Oggi leggevo, en passant, che la supermodella Naomi Campbell, la Venere Nera, come veniva chiamata, è diventata madre a 51 anni: ha dovuto sottolineare che la bambina non è stata adottata ma che l’ha partorita lei e posso comprenderne il motivo.
Ho 43 anni e sono alla mia terza gravidanza: in effetti non avrei mai pensato qualche anno fa di poter avere ancora il desiderio di diventare madre, conoscendone i rischi sia per me che per il nascituro.

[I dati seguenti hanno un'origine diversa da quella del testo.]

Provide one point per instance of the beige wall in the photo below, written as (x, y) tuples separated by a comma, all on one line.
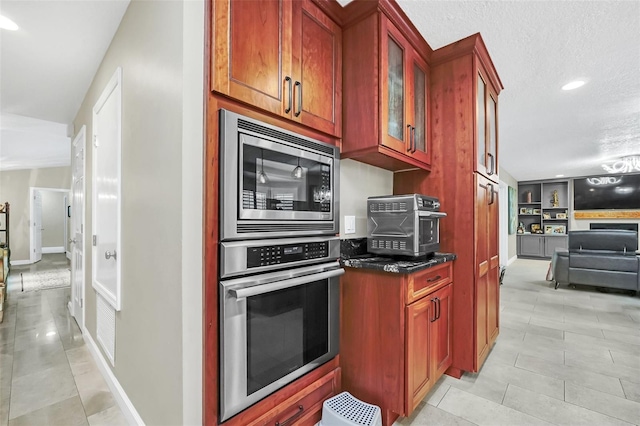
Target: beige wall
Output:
[(513, 248), (53, 218), (357, 182), (150, 346), (14, 188)]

Ma c’è un celebre dottore nocerino che mi ha sempre ammonito con la frase saggia ” mai dire mai“.
La società impone ritmi lavorativi spesso forsennati a cui si aggiungono quelli biologici, ancor più inesorabili: ma quando provi per breve tempo ad avere un figlio alla mia età e ci riesci praticamente subito non puoi che esserne felice, sconvolta e riconoscente allo stesso tempo.
Comincia allora il calvario degli occhi scettici di medici e profani: qualche donnina infelice ti sussurra che non vorrebbe trovarsi al tuo posto ( ma chi te l’ha chiesto? ), una dottoressa dall’aria frustrata, in ospedale, ti consiglia tra le righe di abortire, un ginecologo avido di danaro ti pone davanti una visione catastrofica sull’insuccesso finale, sulla possibilità di partorire un figlio geneticamente malato, qualche altro genio ti prospetta un futuro orribile, fatto di pianti, pannolini sporchi e problemi irrisolvibili quando già eri fuori dal tunnel con due figli ormai autonomi e adolescenti.

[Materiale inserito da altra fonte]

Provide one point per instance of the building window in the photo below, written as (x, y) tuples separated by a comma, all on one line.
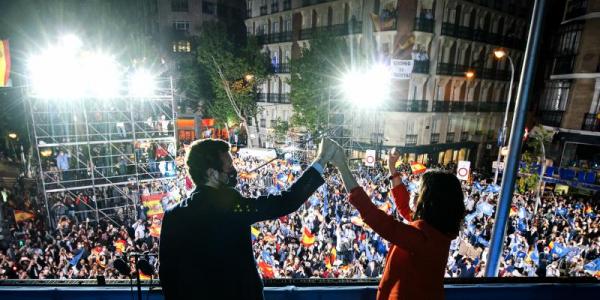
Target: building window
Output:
[(179, 5), (209, 8), (181, 26), (182, 46), (555, 95), (565, 48)]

Gli schemi sociali, le etichette, sono un male inestirpabile e a me è sempre piaciuto scardinare le convenzioni e i pensieri gretti della massa.
Naomi Campbell e tantissime altre madri attempate, termine che odio, alle prese con una gravidanza geriatrica ( quest’altro l’ho scoperto adesso ), devono combattere prima contro i giudizi gratuiti altrui e solo dopo contro le proprie ansie, paure, paranoie.
Ma il coraggio, l’amore, il desiderio di dare alla luce un figlio cos’hanno da spartire con le statistiche da terrore, le idee della gente insulsa e i medici interessati solo ai soldi?
Un bel niente.
Siamo consapevoli di ciò che dovremo affrontare prima, durante e dopo, di sicuro un figlio non capita, anzi lo si cerca ardentemente perché è l’unica occasione in cui un essere umano può somigliare un po’ a Dio, avvicinarsi alla perfezione e all’armonia con il creato.
La potenza del parto, l’amore di una madre, la gioia di una nonna, le lacrime di una zia, l’appoggio di un fratello e di una sorella: tutto ciò fa passare in secondo ed ultimo piano ogni dubbio e qualsiasi apprensione, figuriamoci i luoghi comuni e i pareri non richiesti.
Oggi sono una donna matura, autonoma economicamente, madre fiera dei propri figli e di un coniuge presente e consapevole: il mio, quindi, è un invito rivolto a tutte le donne incinte o che vogliono avere un figlio e non sono più ventenni o trentenni, a non dare troppa retta a coloro che fanno solo da cornice alla propria vita e ad avere il coraggio di pensare in modo positivo.
Le donne sono il motore del mondo, l’ho sempre pensato e sperimentato, possiamo fare tutto se ragioniamo con la nostra testa e lottiamo per i nostri sogni.